Friday, December 28, 2007


Adding COinS and DOIs to our Contribution pages. Don't look for them yet, not yet live. I've also updated the RSS feed for the pages. This is not cataloging, or is it? The metadata fits some of the activities in FRBR. Find, identify, and acquire are all aided by these bits of info. In any event, anything that makes our work easier to find, use and cite is all good for the Institute. For me it makes a nice change of pace from ISBD/MARC/AACR2.

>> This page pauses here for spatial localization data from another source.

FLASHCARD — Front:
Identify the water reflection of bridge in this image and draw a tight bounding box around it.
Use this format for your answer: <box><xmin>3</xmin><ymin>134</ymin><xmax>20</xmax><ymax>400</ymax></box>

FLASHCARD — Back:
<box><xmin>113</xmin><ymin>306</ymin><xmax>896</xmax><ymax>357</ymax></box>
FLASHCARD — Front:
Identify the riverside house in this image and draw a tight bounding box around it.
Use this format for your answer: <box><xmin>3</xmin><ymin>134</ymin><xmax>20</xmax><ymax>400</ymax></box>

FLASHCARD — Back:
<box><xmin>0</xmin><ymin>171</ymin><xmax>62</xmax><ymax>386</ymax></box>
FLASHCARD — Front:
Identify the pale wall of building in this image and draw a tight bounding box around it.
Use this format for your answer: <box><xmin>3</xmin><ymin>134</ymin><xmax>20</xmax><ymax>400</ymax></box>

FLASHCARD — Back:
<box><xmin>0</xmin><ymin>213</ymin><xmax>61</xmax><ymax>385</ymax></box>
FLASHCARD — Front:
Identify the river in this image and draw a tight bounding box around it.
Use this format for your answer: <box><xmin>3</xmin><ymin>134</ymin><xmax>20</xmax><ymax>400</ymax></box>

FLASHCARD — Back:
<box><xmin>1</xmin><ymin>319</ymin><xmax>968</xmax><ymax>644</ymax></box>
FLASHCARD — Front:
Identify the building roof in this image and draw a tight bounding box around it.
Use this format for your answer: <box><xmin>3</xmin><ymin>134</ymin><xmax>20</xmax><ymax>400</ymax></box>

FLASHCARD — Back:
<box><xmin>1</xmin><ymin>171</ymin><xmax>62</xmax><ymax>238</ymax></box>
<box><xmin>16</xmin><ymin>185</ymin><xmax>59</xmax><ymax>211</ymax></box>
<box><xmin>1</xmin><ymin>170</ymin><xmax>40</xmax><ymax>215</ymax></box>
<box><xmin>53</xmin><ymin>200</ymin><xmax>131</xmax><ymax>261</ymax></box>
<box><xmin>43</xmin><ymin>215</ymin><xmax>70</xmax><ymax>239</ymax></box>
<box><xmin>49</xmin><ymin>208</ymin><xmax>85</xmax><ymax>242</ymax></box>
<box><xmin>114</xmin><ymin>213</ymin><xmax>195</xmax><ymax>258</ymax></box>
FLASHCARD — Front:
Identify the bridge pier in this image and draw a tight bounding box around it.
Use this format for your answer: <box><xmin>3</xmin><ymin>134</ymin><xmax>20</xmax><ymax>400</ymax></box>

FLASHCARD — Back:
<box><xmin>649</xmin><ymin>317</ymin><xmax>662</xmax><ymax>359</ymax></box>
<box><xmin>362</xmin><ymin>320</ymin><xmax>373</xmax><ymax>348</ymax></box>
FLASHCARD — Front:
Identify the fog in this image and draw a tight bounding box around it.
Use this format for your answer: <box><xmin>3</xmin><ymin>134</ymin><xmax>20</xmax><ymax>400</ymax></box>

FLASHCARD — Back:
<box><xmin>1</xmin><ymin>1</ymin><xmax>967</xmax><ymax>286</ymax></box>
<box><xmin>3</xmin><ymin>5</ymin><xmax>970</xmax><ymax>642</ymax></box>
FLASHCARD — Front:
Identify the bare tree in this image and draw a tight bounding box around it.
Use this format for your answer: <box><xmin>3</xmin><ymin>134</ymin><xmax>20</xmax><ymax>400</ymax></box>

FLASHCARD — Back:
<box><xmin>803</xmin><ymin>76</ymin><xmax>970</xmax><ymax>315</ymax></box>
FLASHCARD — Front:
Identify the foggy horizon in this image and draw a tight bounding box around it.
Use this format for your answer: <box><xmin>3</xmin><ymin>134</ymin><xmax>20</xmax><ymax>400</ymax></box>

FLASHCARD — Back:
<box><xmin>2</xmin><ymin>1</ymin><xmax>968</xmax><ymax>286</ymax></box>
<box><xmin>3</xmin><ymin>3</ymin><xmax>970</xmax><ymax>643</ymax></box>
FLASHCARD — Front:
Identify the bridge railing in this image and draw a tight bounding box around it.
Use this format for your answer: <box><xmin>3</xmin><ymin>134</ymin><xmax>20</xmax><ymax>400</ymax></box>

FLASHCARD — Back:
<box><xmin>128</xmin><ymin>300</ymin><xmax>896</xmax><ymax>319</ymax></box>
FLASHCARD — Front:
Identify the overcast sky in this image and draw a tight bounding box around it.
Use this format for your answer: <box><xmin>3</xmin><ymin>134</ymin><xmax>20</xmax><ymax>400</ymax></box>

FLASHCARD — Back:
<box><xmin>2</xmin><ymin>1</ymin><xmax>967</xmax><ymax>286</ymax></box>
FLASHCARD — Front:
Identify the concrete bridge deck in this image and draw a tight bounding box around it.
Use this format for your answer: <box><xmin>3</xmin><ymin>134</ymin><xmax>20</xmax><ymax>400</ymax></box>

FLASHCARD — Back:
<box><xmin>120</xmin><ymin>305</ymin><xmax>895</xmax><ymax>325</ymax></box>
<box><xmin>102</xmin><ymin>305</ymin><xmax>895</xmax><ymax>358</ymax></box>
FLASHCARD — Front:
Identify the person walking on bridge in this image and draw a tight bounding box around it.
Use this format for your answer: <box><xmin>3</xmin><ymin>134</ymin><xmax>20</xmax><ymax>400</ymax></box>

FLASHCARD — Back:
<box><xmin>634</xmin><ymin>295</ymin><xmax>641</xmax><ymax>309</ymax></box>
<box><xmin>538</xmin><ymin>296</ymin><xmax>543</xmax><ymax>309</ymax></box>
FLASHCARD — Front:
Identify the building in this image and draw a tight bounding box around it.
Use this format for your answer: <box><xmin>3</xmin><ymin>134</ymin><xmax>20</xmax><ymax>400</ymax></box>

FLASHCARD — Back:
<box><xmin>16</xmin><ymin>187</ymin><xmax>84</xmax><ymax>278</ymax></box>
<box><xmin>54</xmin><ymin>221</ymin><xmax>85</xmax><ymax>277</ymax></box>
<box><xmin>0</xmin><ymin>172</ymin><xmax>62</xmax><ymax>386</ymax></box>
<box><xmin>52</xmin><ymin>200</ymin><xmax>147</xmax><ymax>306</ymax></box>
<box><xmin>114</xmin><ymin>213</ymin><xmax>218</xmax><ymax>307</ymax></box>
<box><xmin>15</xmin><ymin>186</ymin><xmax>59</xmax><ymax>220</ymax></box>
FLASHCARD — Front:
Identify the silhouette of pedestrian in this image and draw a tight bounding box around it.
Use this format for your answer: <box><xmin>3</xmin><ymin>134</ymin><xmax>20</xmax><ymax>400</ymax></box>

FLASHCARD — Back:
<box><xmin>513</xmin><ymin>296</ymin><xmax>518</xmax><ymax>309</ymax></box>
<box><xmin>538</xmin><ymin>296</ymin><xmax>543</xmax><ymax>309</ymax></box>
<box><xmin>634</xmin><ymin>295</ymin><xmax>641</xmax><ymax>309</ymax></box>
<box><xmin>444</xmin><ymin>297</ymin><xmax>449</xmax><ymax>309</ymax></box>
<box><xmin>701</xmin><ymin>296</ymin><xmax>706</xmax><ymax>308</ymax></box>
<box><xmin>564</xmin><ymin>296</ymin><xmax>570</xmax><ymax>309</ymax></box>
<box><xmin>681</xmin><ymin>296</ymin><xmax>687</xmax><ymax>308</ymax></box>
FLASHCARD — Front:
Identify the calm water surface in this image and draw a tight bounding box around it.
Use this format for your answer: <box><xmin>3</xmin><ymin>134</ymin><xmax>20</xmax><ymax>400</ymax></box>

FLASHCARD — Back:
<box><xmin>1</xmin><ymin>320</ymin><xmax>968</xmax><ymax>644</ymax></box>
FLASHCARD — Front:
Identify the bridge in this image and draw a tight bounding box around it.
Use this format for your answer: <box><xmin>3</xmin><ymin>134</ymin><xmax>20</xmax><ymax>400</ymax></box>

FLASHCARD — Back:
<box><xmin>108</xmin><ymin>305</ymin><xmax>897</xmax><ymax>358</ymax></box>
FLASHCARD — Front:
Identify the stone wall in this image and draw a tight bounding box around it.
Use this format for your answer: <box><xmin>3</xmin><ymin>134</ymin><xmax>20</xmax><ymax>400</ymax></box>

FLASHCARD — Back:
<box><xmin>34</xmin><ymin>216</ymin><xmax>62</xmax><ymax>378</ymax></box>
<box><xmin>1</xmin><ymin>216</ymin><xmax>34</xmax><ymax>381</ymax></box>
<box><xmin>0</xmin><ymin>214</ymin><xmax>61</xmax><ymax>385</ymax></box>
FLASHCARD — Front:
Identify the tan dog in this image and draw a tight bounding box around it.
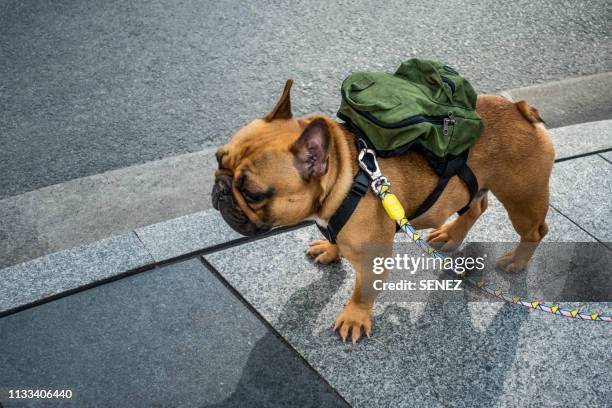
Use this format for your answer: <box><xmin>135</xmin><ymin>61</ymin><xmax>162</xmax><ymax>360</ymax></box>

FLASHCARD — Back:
<box><xmin>212</xmin><ymin>79</ymin><xmax>555</xmax><ymax>343</ymax></box>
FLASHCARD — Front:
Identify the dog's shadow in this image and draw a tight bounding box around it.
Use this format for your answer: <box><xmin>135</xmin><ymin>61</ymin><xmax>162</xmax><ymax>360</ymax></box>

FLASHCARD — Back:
<box><xmin>208</xmin><ymin>259</ymin><xmax>529</xmax><ymax>407</ymax></box>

Wednesday, December 26, 2007

Clustering Tags

Simpson, Edwin has published HP technical report HPL-2007-190 Clustering Tags in Enterprise and Web Folksonomies
Recently there has been massive growth in the use of tags as a simple, flexible way to categorize resources. Tags are often used collaboratively to help share information using website; such as However, the number of tags used in such a service is extremely large, so the unstructured nature of tags limits their value when navigating these websites, and prevents users from fully exploiting tags added by others. Clustering similar tags can improve this by adding structure. In this paper we discuss techniques for deriving tag similarity and explain two tag clustering algorithms. We applied the algorithms to two datasets containing tags provided by users with common interests. The first dataset is from a tagging service used by a small group of colleagues and the second is a public, web-based service. The paper examines the effectiveness of both clustering algorithms and their robustness to the different types of data, giving suggestions of possible ways to improve the algorithms.

Titles in Retail and Publisher Data

There has been much talk about using metadata from other communities to enrich our catalogs and/or lower the costs of cataloging. Recently there has been quite a flap on AUTOCAT when distributors have dumped minimun level records into OCLC. Now Karen Coyle has looked at Titles in Retail and Publisher Data. Real data.